The second part of this story is that at some point down the road, DH will be inheriting 4 houses, which are all paid for, 2 in the Bay Area and two outside the state. Assuming they live till they are 95, we'll be 65, so down the road, we will have access to some money if we need it. I'm not sure if this is relevant, but I'm saying that there is a safety net, unless we get disowned or something strange happens (which can happen).
Obviously, I don't know the particular situation, but many folks have set themselves up for disappointment by counting on an inheritance, Unless your wife's name is on the deeds, it's probably risky to count on these assets. A lot can happen over long time periods, and these homes represent a big store of wealth that could be tapped by an elderly couple that has seen a drop in assets. The economy is shaky, and could get much shakier. You can fill in the rest of the blanks.

Good luck.
 
Your advisor should have discussed your risk tolerance with you. Not sure of your current age either.

If you follow the conventional 100-age to determine your equity allocation, you can't go too far wrong. This would of course depend on the risk tolerance discussion results. The non-equity portion represents a kind of safety net for this kind of market.
 
Last edited:
One more thought.....you didn't say where the parents have legal residence. If they are in CA, the costs and effort involved in probate are large, suggesting you make sure they have been to a CA estate atty to get set up with a living trust and have someone in the family who knows what to do as secondary trustee. If they are in another state, they still need good legal advice.
 
For your new 401(k) stuff you just have to follow your written investment policy statement which includes your asset allocation and also the best places to locate your assets. If you don't have such a plan, then you need to get educated and get one.

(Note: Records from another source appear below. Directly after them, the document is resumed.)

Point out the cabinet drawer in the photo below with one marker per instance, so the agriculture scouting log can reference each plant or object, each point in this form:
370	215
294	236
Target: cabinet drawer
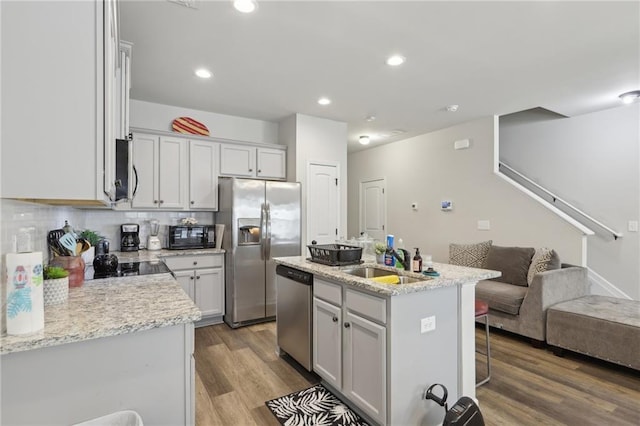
193	262
367	305
328	291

One way to get educated is to go through the asset allocation tutorial found at this link: http://www.early-retirement.org/forums/f28/asset-allocation-tutorial-31324-2.html#post578722 which has lots of links and tools to get you going. Fidelity-sponsored 401(k) plans also have alot of help and education at www.401k.com This will only take you a month or so to go through and get it all figured out. But what's a month for something that is going to give you 30+ years of retirement income?

Furthermore, you can get free, personalized advice that is better than any financial consultant if you go to Bogleheads :: View Forum - Investing - Help with Personal Investments and READ then follow the advice given in the "sticky" 2 or 3 threads at the top. But be prepared for SERIOUS discussion about your money. You can't expect to spend an hour on this and get a good plan. You have to put the time into it.